Como veran soi nuevo por aca vine de nuevo a este foro por k aqui ya me ayudaron una vez y espero buelvan a hacerlo... 8) 
Bueno estoi diseñando un circuito detector de humo bastante facil como puden ver en la siguiente imagen solo nesesite 3 resistenicas, 1 foto-resistencia, un diodo, un amplificador operacional y un led.
El problema esta en que quiero que ademas de prender el led cuando aia un obstaculo que se opanga al paso de luz en la foto-resistencia tambien suene un buzzer(bocina).
No estoi muy seguro si se nesesita un SCR y un capasitor si estoi mal corrijanme please....ops:


----------



## capitanp (Dic 4, 2006)

tienes un diodo de mas, ala salida del op pon un transistor y ya


----------



## vitse (Dic 4, 2006)

como? en ves del diodo pongo un transistor creo que por hay tengo un NPN el BC3904 la base la voi a conectar a la salida del op y el colector a donde? y el emisor qa donde?...


----------



## Apollo (Dic 4, 2006)

Hola vitse:

Si vas a cambiar el diodo por un transitor NPN, de la salida del OPAmp, puedes poner una resistencia de alrededor de los 10K en la base, el emisor a tierra y el colector a uno de los pines del zumbador, el otro pin del zumbador al B+. y listo.

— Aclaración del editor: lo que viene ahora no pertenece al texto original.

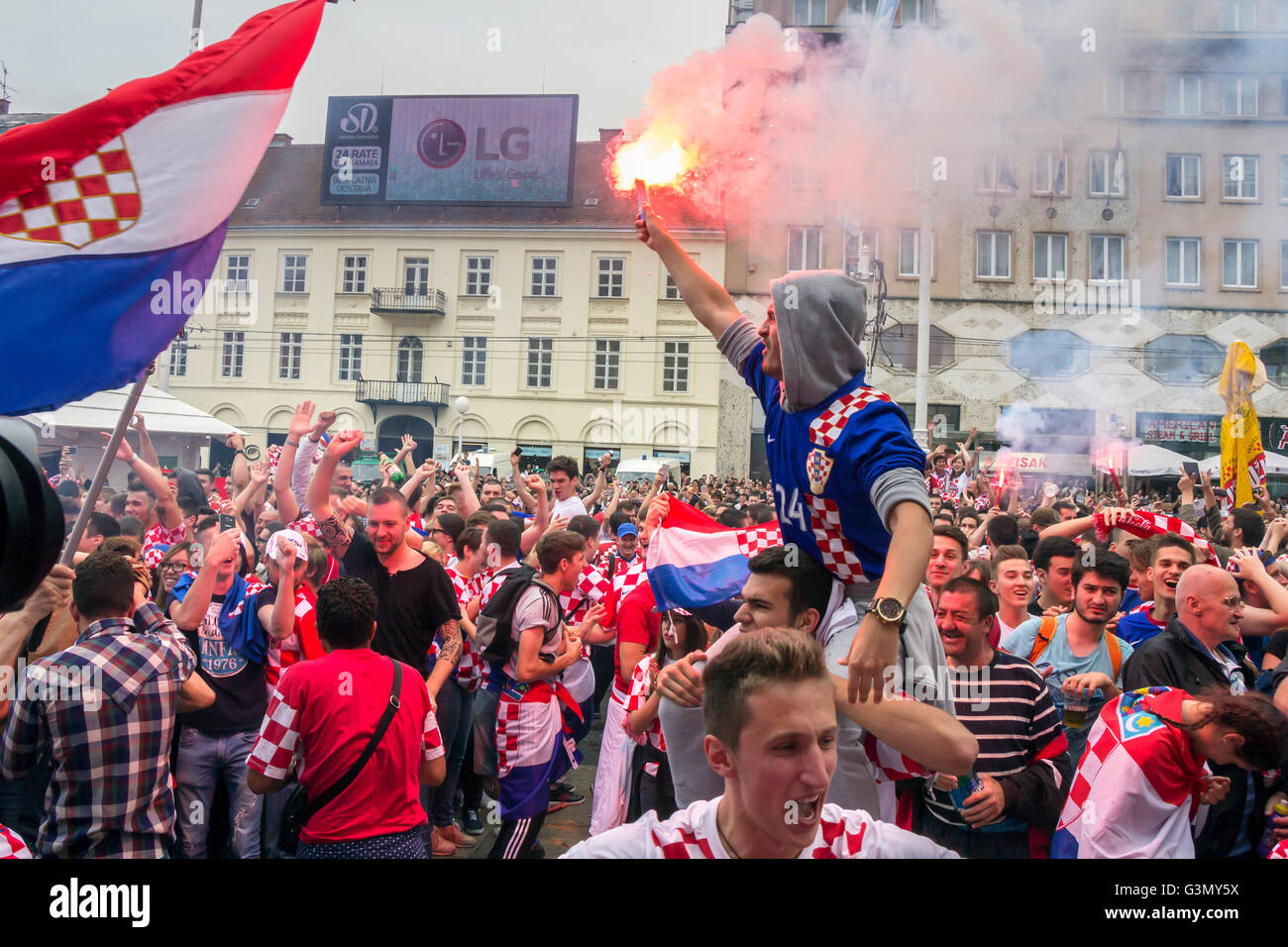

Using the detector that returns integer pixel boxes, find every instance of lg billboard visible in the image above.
[322,95,577,206]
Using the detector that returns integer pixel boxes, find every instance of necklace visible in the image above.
[716,810,742,860]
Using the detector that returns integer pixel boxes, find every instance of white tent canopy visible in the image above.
[1127,445,1194,476]
[22,385,242,440]
[1199,451,1288,474]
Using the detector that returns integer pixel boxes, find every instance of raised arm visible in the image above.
[130,412,161,471]
[635,205,742,340]
[308,430,362,557]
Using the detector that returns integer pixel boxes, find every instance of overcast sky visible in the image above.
[0,0,729,142]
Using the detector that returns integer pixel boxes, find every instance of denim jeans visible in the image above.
[420,681,474,828]
[175,727,263,858]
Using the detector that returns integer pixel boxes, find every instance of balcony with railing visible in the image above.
[355,380,448,408]
[371,288,447,316]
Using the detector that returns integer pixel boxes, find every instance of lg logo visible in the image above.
[416,119,465,167]
[340,102,377,136]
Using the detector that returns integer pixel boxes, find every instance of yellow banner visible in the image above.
[1220,342,1266,513]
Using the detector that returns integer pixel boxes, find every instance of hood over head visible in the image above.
[769,269,868,411]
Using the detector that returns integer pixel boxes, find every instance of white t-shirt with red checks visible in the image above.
[246,648,443,844]
[143,520,187,570]
[561,796,961,858]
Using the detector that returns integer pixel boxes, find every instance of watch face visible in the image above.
[877,598,903,621]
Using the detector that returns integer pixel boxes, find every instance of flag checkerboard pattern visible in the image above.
[0,136,143,249]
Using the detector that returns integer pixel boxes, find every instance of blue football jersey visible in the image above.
[743,342,926,583]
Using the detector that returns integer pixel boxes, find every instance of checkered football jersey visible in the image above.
[0,826,34,858]
[1051,686,1208,858]
[743,342,926,583]
[443,565,483,693]
[562,796,961,858]
[0,137,142,250]
[143,520,187,570]
[622,655,666,753]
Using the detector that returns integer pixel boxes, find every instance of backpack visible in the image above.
[474,566,563,663]
[1029,614,1124,683]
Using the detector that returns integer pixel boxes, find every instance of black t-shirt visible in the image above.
[184,595,268,736]
[344,535,461,677]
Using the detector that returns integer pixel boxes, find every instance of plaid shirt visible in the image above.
[0,601,197,858]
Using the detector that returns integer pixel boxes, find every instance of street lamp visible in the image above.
[456,394,471,456]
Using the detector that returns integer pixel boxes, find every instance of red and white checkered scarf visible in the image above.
[1092,510,1218,561]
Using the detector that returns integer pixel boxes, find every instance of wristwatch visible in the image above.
[866,595,909,634]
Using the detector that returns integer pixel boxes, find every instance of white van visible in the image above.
[615,458,680,487]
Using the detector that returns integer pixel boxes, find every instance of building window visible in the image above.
[1100,72,1127,115]
[595,257,626,299]
[1221,155,1257,201]
[845,227,881,273]
[1167,237,1199,286]
[465,257,492,296]
[975,152,1019,192]
[1223,76,1257,119]
[1221,0,1257,34]
[282,254,309,292]
[461,335,486,385]
[528,338,555,388]
[340,254,368,292]
[403,257,429,296]
[1090,151,1127,197]
[1008,329,1091,377]
[528,257,559,296]
[899,227,935,277]
[277,333,304,381]
[877,323,956,371]
[793,0,827,26]
[593,339,622,391]
[219,333,246,377]
[662,342,690,394]
[336,333,362,381]
[170,339,188,377]
[1163,74,1203,116]
[975,231,1012,279]
[1033,233,1069,279]
[899,0,935,26]
[1167,155,1202,198]
[1033,150,1069,194]
[224,254,250,292]
[396,335,425,384]
[1221,240,1257,290]
[787,227,823,270]
[1089,233,1124,281]
[1145,335,1225,385]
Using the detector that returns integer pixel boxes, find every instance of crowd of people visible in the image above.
[0,206,1288,858]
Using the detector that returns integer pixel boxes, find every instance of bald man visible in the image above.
[1124,566,1266,858]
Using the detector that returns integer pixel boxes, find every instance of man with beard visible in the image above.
[1115,532,1194,648]
[1002,553,1132,759]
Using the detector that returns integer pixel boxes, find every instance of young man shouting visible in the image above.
[564,629,957,858]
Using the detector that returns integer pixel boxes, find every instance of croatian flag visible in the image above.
[648,496,783,612]
[0,0,326,415]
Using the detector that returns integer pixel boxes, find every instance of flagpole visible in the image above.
[58,364,156,566]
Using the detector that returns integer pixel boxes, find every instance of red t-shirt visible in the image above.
[613,582,662,693]
[248,648,443,843]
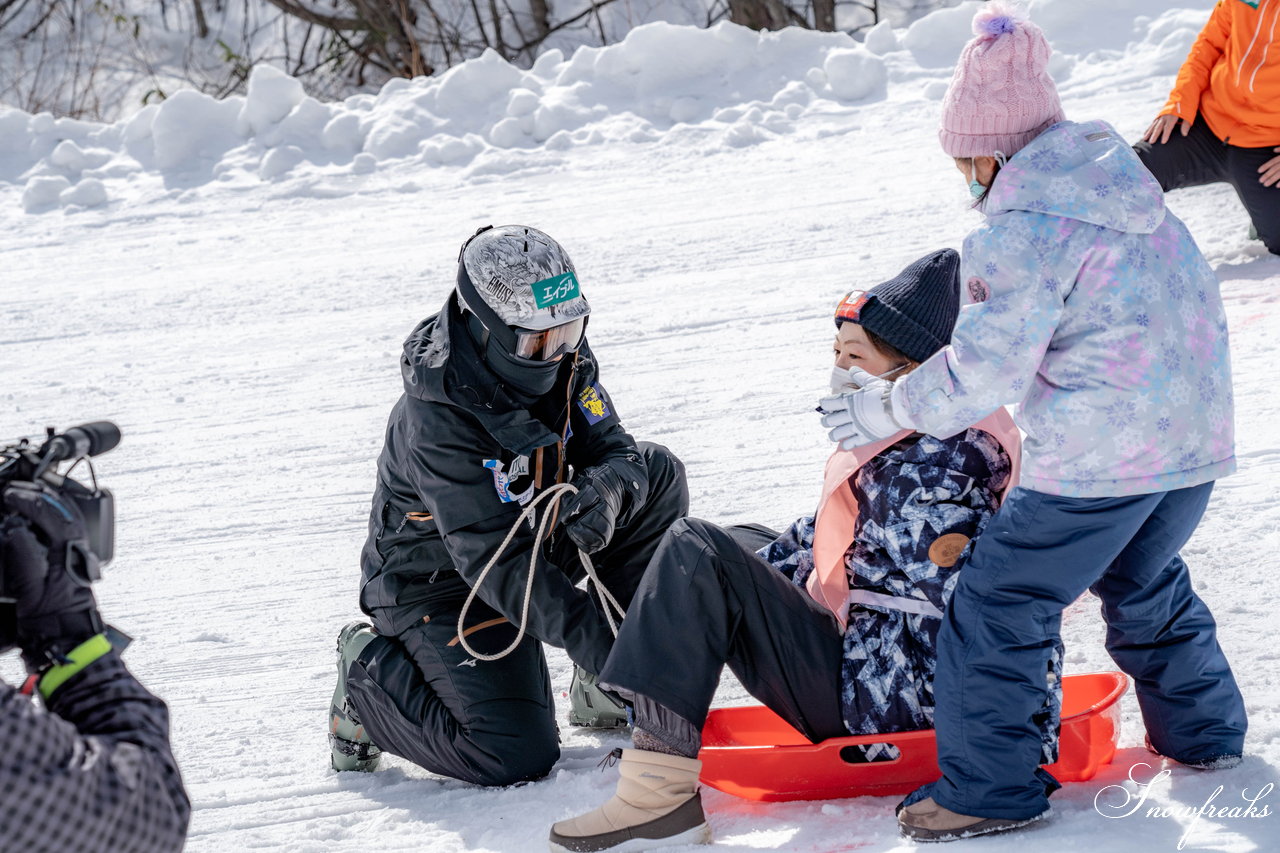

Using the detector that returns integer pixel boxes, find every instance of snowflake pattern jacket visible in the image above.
[893,122,1235,497]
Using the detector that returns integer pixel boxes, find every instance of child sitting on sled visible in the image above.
[550,250,1060,850]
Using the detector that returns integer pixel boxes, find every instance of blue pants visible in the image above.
[926,483,1247,820]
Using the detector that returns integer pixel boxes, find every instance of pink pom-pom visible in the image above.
[973,3,1023,38]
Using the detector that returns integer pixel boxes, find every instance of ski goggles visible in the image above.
[511,316,586,361]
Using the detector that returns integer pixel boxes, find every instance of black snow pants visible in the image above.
[600,519,849,756]
[1133,117,1280,255]
[347,442,689,785]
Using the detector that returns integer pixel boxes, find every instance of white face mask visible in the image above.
[831,364,906,394]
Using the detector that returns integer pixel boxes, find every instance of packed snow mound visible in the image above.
[0,0,1206,214]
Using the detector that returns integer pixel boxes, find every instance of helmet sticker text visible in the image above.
[531,270,580,307]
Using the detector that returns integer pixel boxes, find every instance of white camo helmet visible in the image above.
[458,225,591,330]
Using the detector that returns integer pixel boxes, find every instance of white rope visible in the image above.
[458,483,626,661]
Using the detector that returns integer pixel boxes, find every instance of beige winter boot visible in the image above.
[550,749,712,853]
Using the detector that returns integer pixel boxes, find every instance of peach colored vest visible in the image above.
[805,409,1023,631]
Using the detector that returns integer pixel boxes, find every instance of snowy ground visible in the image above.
[0,0,1280,853]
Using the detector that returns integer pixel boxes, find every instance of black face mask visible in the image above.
[465,311,561,398]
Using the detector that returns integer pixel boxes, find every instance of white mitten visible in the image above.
[818,368,910,450]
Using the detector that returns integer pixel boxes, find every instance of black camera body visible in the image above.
[0,420,120,651]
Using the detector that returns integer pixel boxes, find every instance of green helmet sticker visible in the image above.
[530,270,581,307]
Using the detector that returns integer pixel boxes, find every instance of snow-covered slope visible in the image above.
[0,0,1280,853]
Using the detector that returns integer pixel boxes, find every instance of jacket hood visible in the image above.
[401,291,570,453]
[982,122,1165,234]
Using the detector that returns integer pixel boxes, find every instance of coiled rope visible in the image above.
[458,483,626,661]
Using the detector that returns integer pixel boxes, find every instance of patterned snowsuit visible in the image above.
[759,428,1062,763]
[600,429,1057,761]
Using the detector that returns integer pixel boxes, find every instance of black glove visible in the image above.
[0,482,104,671]
[564,453,649,553]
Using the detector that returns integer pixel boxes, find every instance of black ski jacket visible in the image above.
[0,652,191,853]
[360,295,648,672]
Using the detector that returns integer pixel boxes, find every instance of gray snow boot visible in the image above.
[329,622,383,770]
[568,666,631,729]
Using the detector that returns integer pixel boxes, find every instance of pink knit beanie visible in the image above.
[938,3,1066,158]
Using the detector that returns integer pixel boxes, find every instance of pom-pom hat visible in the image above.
[938,3,1066,158]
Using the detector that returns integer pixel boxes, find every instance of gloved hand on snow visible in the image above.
[818,368,911,450]
[563,453,649,553]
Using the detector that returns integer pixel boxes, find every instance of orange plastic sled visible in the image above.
[698,672,1129,802]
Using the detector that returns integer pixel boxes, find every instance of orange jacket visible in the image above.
[1160,0,1280,149]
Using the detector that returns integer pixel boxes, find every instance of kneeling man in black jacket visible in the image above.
[329,225,689,785]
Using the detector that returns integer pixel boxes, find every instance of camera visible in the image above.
[0,420,120,649]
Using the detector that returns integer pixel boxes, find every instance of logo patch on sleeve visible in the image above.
[484,456,534,506]
[577,386,613,424]
[530,270,581,307]
[965,275,991,304]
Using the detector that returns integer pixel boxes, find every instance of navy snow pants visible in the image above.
[1133,117,1280,255]
[347,442,689,785]
[926,483,1247,820]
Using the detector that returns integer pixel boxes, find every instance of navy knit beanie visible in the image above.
[836,248,960,362]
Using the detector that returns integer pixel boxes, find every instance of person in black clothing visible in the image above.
[0,482,191,853]
[329,225,689,785]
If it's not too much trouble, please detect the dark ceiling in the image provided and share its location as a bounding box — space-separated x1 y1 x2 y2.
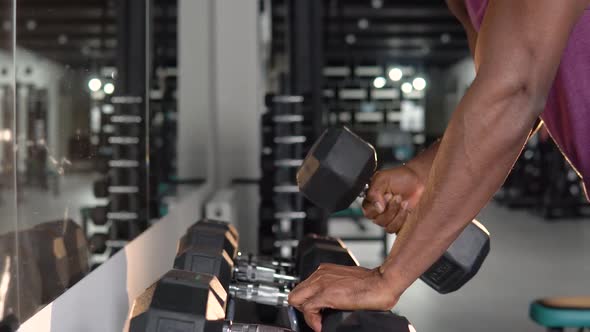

Claro que debes checar bien cuánta corriente necesita el zumbador, para saber que transistor usar.

(sólo una duda, en la parte de abajo del puente no te falta una conexión a tierra?)

Espero y te sea útil esta información.
Un saludo al foro


----------



## ROJITAS (May 12, 2011)

pues en todo caso conectas el colector vcc de la fuente, siempre manten el resistor colocado entre la salida del op y la base, el emisor a uno de los pines del zumbador y el otro pin del mismo a gnd.


----------